The startup industry has been whistling a happy tune since British chip designer ARM filed paperwork with the Securities and Exchange Commission late last month for an initial public offering. Growing expectations are that the upcoming offering will force open the IPO window for several other offerings as well. But while SoftBank, ARM’s beleaguered owner, is likely to exit… Great return of ARM Once it floats on the Nasdaq, the “blockbuster IPO” may have much less of an impact on the rest of the industry than many expect, says former operator, entrepreneur and longtime VC Heidi Roizen.
We recently spoke with Roizen – with whom he has spent the past decade Thishold projects – About the offer and what is happening in the market now. You can listen to that longer conversation here Or read excerpts, edited for length, below.
TC: You have New podcast And most recently I’ve covered tours – a big topic this year. Is there any unconventional wisdom you can offer founders? Venture capitalists I’ve spoken with over the year say it’s better to get a lower valuation than to accept certain terms, or “structure,” in order to maintain an overvalued valuation.
HR: Sure, VCs will say, “Just take the lower valuation.” But I think it’s one thing to tell people that “conditions are more important than valuation.” It’s another thing to show someone, “Hey, you’ll get 24% if you do this, but you’ll get 48% if you do that.” Entrepreneurs must do the calculations and check this [they] Understand it when [they’re] Give negative protection [to VCs], this will likely come out of their own pockets. In the podcast, what I tried to do is give them real examples.
“Preferred sharing” is a term that no one has heard in many years and has resurfaced this year. What else have many founders not been exposed to previously and therefore struggle with?
There is a lot going on right now that entrepreneurs need to be aware of. The world of finance is just one element. Compensation is another place where [founders] Really look and say, “We need the right size.” I’m also working on a future episode about secondaries.

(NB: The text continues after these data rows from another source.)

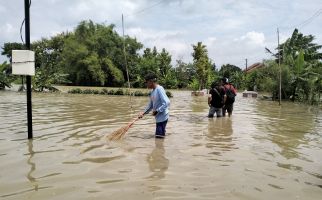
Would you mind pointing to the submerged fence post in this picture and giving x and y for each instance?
(28, 77)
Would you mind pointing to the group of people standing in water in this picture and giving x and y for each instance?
(221, 99)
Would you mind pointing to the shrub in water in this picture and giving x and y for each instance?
(119, 92)
(75, 91)
(169, 94)
(87, 91)
(138, 93)
(111, 92)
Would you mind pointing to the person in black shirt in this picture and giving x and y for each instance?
(216, 100)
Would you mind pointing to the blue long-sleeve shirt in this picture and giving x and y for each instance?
(160, 102)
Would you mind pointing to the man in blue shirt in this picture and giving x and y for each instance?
(159, 104)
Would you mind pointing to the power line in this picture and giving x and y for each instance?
(145, 9)
(305, 22)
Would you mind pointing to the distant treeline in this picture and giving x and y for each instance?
(96, 55)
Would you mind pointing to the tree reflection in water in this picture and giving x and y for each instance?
(158, 163)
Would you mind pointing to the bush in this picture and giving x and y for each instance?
(87, 91)
(104, 91)
(119, 92)
(138, 93)
(169, 94)
(111, 92)
(75, 91)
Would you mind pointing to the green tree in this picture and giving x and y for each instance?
(202, 63)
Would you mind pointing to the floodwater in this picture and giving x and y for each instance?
(263, 151)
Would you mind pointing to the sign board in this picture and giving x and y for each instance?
(23, 62)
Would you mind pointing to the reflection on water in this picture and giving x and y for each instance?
(263, 151)
(220, 135)
(157, 161)
(32, 180)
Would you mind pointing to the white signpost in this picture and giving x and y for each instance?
(23, 62)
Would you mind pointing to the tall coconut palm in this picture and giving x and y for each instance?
(201, 63)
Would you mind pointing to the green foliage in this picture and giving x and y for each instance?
(119, 91)
(169, 94)
(229, 70)
(194, 85)
(202, 63)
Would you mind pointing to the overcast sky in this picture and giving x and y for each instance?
(232, 30)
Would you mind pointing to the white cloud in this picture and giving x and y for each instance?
(253, 37)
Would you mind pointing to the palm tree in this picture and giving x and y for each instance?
(201, 63)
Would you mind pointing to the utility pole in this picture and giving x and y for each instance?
(127, 71)
(28, 77)
(279, 65)
(246, 64)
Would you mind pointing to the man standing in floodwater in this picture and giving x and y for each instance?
(216, 99)
(230, 92)
(159, 104)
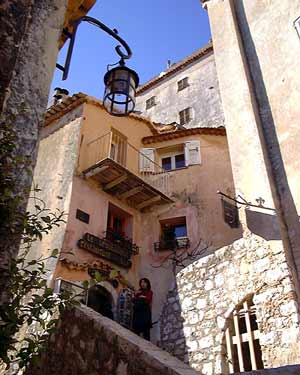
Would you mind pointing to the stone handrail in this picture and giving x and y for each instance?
(87, 343)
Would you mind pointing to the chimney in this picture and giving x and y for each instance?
(59, 95)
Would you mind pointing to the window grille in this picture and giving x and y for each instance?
(185, 116)
(150, 102)
(297, 26)
(243, 352)
(183, 83)
(230, 213)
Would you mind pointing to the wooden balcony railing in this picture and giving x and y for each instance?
(116, 147)
(113, 247)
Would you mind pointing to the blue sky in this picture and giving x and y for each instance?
(155, 30)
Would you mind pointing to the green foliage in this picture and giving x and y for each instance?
(32, 309)
(30, 315)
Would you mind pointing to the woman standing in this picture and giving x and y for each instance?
(142, 317)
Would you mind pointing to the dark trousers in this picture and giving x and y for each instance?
(145, 332)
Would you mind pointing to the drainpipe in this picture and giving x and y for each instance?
(283, 201)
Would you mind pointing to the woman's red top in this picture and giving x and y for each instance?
(145, 294)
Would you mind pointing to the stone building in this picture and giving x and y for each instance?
(186, 93)
(123, 181)
(239, 307)
(30, 38)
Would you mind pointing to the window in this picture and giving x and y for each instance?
(150, 102)
(183, 83)
(173, 162)
(243, 352)
(297, 26)
(185, 116)
(230, 213)
(82, 216)
(173, 234)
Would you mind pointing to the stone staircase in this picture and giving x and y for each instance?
(87, 343)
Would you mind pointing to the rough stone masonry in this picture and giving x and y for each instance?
(89, 344)
(196, 311)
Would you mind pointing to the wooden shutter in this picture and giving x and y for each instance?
(192, 153)
(147, 160)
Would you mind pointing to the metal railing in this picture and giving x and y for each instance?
(115, 146)
(178, 243)
(76, 290)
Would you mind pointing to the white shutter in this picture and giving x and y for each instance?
(147, 160)
(192, 153)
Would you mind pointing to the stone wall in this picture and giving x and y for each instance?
(196, 312)
(28, 48)
(202, 95)
(89, 344)
(53, 175)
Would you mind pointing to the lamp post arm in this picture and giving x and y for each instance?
(93, 21)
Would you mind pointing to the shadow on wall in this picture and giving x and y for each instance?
(264, 225)
(172, 334)
(268, 131)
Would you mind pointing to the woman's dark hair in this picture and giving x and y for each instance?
(147, 281)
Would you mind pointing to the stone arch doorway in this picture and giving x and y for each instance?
(242, 351)
(100, 300)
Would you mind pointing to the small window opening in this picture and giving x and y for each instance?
(183, 83)
(243, 351)
(173, 162)
(230, 213)
(173, 234)
(150, 102)
(185, 116)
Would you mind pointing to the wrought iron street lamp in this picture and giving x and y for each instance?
(120, 82)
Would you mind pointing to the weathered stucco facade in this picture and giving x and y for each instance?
(79, 122)
(201, 95)
(30, 37)
(261, 111)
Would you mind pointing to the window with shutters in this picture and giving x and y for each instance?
(180, 156)
(172, 157)
(183, 83)
(150, 102)
(173, 234)
(243, 351)
(173, 162)
(185, 116)
(297, 26)
(147, 159)
(192, 153)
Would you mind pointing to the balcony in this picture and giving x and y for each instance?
(176, 244)
(113, 247)
(125, 172)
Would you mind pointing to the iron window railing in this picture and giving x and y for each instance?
(178, 243)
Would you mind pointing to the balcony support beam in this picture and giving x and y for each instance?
(148, 202)
(94, 171)
(130, 192)
(115, 182)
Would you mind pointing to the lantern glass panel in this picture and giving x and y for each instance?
(119, 95)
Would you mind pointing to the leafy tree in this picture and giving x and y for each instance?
(32, 310)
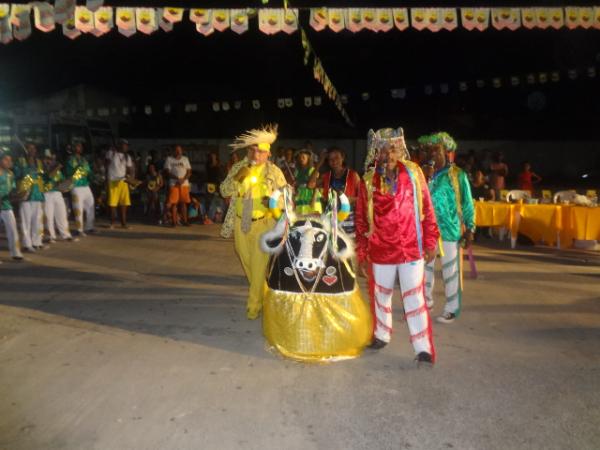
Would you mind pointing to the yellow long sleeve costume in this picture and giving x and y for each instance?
(260, 183)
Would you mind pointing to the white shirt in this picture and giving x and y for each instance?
(177, 168)
(118, 165)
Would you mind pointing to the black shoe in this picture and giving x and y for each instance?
(424, 359)
(377, 344)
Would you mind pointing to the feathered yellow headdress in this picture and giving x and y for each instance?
(262, 137)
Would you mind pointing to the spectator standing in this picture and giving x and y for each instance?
(119, 165)
(178, 171)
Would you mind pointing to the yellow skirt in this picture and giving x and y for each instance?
(317, 327)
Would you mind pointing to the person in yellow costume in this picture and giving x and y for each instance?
(249, 185)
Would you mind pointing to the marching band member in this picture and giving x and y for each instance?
(54, 203)
(455, 213)
(249, 184)
(29, 172)
(7, 186)
(396, 233)
(78, 169)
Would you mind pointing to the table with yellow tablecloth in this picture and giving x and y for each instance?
(552, 224)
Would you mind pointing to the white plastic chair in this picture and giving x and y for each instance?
(518, 195)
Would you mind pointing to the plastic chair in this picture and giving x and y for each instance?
(563, 196)
(518, 195)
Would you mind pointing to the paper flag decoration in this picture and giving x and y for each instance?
(239, 21)
(19, 16)
(173, 15)
(204, 25)
(384, 20)
(270, 20)
(337, 19)
(528, 18)
(43, 14)
(221, 19)
(354, 21)
(64, 10)
(319, 18)
(93, 5)
(449, 18)
(401, 18)
(103, 19)
(145, 19)
(126, 21)
(84, 19)
(69, 28)
(369, 17)
(290, 20)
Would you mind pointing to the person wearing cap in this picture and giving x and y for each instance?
(396, 234)
(55, 209)
(302, 173)
(118, 166)
(78, 169)
(8, 186)
(249, 184)
(29, 172)
(178, 171)
(455, 213)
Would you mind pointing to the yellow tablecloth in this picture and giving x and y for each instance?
(542, 222)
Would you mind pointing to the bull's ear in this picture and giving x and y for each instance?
(344, 249)
(271, 242)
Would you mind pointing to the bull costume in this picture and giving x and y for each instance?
(313, 308)
(395, 232)
(249, 185)
(455, 213)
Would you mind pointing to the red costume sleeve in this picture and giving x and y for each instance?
(431, 233)
(361, 222)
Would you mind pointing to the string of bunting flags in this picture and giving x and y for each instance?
(96, 19)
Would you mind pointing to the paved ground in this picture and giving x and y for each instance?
(137, 340)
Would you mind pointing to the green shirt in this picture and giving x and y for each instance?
(52, 181)
(84, 169)
(36, 172)
(449, 214)
(7, 185)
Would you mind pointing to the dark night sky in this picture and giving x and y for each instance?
(184, 66)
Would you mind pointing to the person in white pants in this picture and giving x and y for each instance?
(396, 233)
(82, 198)
(54, 204)
(7, 185)
(29, 172)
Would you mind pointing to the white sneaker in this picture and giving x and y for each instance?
(446, 318)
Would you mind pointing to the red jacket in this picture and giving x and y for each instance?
(395, 236)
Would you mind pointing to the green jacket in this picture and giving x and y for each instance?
(452, 202)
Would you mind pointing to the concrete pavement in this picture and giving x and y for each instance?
(137, 340)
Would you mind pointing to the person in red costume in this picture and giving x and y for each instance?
(396, 234)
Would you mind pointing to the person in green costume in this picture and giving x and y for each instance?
(455, 214)
(8, 186)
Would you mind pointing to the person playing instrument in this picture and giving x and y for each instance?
(455, 214)
(7, 187)
(54, 203)
(396, 234)
(29, 172)
(82, 199)
(178, 171)
(119, 166)
(249, 184)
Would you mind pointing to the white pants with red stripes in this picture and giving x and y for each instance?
(56, 214)
(416, 312)
(12, 236)
(32, 223)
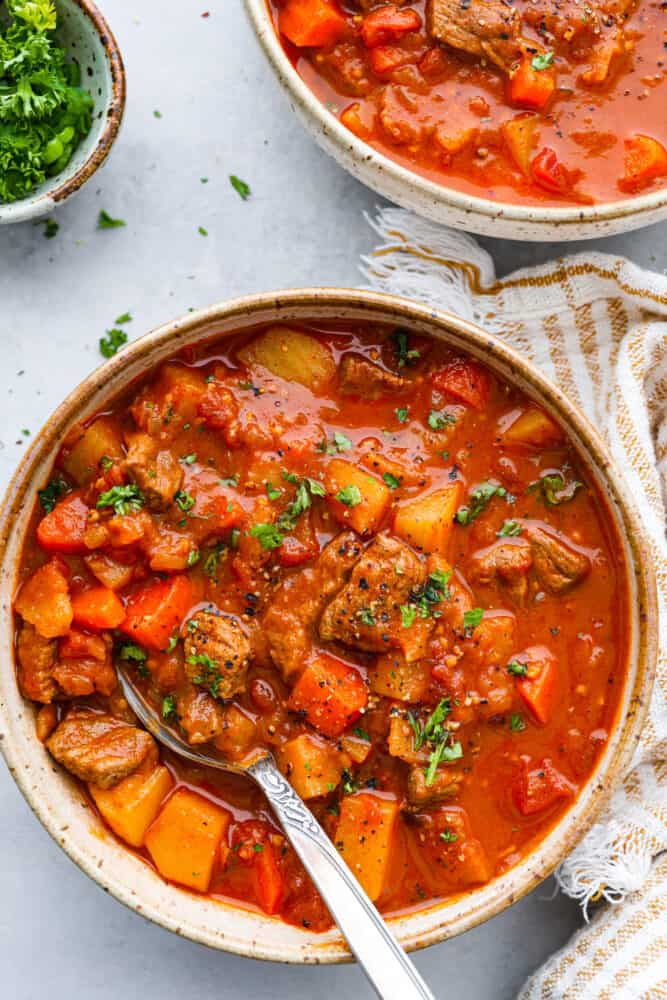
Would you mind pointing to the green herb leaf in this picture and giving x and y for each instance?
(268, 535)
(241, 188)
(349, 495)
(105, 221)
(543, 60)
(123, 499)
(113, 341)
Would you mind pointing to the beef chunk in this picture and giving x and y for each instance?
(557, 566)
(200, 715)
(217, 653)
(360, 377)
(509, 561)
(36, 660)
(366, 613)
(290, 619)
(487, 29)
(156, 472)
(446, 784)
(99, 748)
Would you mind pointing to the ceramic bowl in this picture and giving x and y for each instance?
(85, 36)
(436, 201)
(59, 803)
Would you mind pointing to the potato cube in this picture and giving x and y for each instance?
(184, 840)
(130, 807)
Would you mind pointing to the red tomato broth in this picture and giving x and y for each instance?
(591, 618)
(585, 126)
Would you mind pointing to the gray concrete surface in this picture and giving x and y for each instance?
(221, 113)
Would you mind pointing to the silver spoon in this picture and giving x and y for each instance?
(387, 966)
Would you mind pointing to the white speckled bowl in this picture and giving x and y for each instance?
(58, 801)
(436, 201)
(84, 34)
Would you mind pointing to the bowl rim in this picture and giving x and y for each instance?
(438, 921)
(33, 205)
(350, 146)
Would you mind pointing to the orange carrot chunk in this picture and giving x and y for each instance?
(330, 695)
(317, 23)
(63, 529)
(98, 608)
(645, 160)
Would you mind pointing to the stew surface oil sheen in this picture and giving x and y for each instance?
(547, 102)
(352, 546)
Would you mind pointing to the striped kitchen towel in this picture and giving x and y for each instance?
(597, 326)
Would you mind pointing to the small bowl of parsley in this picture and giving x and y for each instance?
(62, 96)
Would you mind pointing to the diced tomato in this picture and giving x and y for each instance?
(388, 24)
(63, 529)
(551, 175)
(330, 694)
(316, 23)
(464, 380)
(529, 87)
(539, 687)
(540, 787)
(156, 611)
(98, 608)
(645, 160)
(44, 600)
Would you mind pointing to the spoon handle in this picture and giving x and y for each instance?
(387, 966)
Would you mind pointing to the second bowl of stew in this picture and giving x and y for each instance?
(528, 120)
(363, 535)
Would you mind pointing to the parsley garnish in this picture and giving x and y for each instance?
(437, 421)
(517, 725)
(241, 188)
(471, 619)
(268, 535)
(123, 499)
(479, 498)
(184, 501)
(543, 60)
(393, 482)
(51, 494)
(112, 342)
(350, 496)
(105, 221)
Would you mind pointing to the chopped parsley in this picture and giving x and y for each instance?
(438, 421)
(517, 725)
(349, 495)
(510, 529)
(105, 221)
(393, 482)
(52, 493)
(184, 501)
(404, 354)
(554, 490)
(542, 60)
(123, 499)
(112, 342)
(241, 188)
(168, 706)
(471, 619)
(268, 535)
(478, 500)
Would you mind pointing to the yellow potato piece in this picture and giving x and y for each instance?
(365, 837)
(292, 355)
(131, 806)
(185, 839)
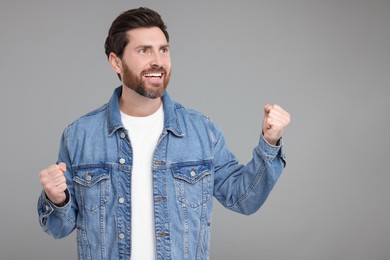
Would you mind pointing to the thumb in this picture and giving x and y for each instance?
(267, 109)
(62, 166)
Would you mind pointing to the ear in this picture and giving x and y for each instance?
(115, 62)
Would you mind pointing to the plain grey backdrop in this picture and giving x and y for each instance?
(326, 62)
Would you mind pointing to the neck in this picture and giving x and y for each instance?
(133, 104)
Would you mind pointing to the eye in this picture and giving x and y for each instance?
(164, 50)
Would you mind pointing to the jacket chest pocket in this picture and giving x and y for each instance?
(193, 184)
(92, 187)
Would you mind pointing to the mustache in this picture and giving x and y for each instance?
(155, 70)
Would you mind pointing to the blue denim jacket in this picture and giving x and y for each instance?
(191, 164)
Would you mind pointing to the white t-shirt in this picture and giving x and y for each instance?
(144, 133)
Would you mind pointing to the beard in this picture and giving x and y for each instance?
(139, 85)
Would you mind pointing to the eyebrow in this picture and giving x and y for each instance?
(150, 46)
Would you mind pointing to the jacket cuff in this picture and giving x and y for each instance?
(47, 207)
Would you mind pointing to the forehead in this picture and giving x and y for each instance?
(146, 36)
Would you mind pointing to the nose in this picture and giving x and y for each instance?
(156, 60)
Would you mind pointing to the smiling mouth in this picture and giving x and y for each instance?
(153, 75)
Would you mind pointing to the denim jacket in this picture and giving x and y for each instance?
(191, 164)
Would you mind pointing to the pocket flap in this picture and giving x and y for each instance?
(192, 173)
(90, 176)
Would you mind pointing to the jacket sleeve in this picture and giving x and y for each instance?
(244, 188)
(59, 221)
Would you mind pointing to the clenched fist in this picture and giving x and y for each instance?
(54, 182)
(275, 121)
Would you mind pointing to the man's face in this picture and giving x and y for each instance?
(146, 62)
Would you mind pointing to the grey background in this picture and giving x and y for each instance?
(326, 62)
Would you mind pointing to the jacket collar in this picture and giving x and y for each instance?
(171, 120)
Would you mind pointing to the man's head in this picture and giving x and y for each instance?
(138, 51)
(142, 17)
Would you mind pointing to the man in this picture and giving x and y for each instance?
(136, 177)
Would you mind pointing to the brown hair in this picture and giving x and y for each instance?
(134, 18)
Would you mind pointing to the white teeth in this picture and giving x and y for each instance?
(153, 75)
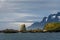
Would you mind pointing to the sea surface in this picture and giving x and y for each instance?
(30, 36)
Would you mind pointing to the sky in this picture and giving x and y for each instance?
(16, 12)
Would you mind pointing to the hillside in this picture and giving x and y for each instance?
(53, 26)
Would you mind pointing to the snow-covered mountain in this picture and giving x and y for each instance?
(50, 18)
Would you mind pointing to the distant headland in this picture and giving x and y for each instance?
(49, 24)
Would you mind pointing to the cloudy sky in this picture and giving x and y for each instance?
(15, 12)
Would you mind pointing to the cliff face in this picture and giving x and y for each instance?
(50, 18)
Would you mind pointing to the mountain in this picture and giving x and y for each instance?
(50, 18)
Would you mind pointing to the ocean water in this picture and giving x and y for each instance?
(30, 36)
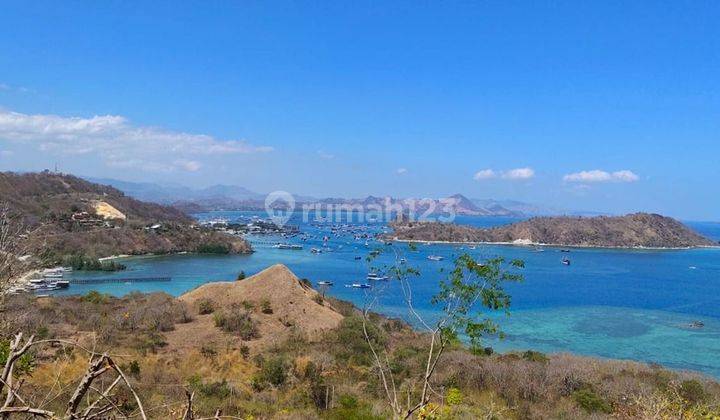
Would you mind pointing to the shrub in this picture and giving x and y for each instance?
(96, 297)
(213, 249)
(352, 346)
(591, 402)
(265, 307)
(208, 351)
(274, 371)
(238, 322)
(23, 366)
(206, 306)
(454, 396)
(351, 409)
(693, 392)
(133, 369)
(83, 263)
(244, 351)
(535, 356)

Secondary matters are interesting because they were once seen as something shameful that you didn’t discuss, and then it was okay to discuss them – you were actually smart about taking money off the table. Then things went very wrong, as the founders were allowed to sell a lot of stock in their company – sometimes at high prices – at the same time that they were raising seed capital from investors.
It became documentary material for Netflix.
exactly! What do you think of a recent report by Tiger Global? Close to selling From part of its stake in a very busy artificial intelligence company called Cohere. According to the information, it is selling 2.1% of its stake and retaining 5%. Essentially, it’s just taking the money you put into the company and taking it off the table. Tiger is said to be facing liquidity issues, but wouldn’t this kind of secondary sale also affect how the market views Cohere?
I think it’s more of an indicator about the panther than it is an indicator about the coherent. It’s a very small percentage [that it’s selling]. Tiger is allegedly in a cash crunch, and they are the portfolio managers. They look around at their holdings and say, “Oh my God, we have a bunch of securities that if we try to sell them in a secondary trade, we’re going to have to take a loss. At the same time, we have a Cohere where the money is, so we can hold that and it doesn’t affect We wrote that bad. We give the money back on the LPs and it’s kind of a wash. Part of those psychological decisions. It’s very hard to sell losers.
In separate AI news, Salesforce just led a big round in AI startup Hugging Face, which is just the latest bet for Salesforce, which also owns stakes in Cohere and Anthropic. As a person on Artificial Intelligence Committee at Stanford UniversityDo you think relationships with strategic investors are more important for AI startups today than other types of startups? It’s nice to have the power of Salesforce or Oracle behind you, but there are downsides too.
Strategic investors make up a large part of an entrepreneur’s financial ecosystem. Nearly 20% of all deals have a strategic investor in them. But as I once told a businessman, “When I invest in you, I only make money if your stock goes up.” But when a strategist invests in you, he also makes money when his shares rise.’ To me, this sums up something really important. I understand that Salesforce paid 100x revenue, and to my knowledge, no public company trades at 100x revenue. Unless you plan to sell this stock at some point in the future, this is a very strong price.
If you are also making some kind of simultaneous business development deals, this will allow you to benefit from what [a startup has] inside for you Customer base and for you Technology and in for you New market segments, that’s what makes for you Stocks rise. So we’ll have to wait and see, but I imagine that’s the case [Salesforce] Justification for paying a price like this.
Meanwhile, everyone is waiting for this ARM IPO. The prevailing thinking seems to be that this chip design company will be worth between $40 billion to $80 billion and will open the IPO window. Do you think so too?
Every company that goes public is different. I never understood this concept of, “Okay, the market is closed, but if you take one very large company, and you put it out there, suddenly everyone can go public again.” I personally don’t understand it. So, no, I don’t think it’s going to open up the market and a whole line is going to go there and we’re going to have 50 IPOs between now and December.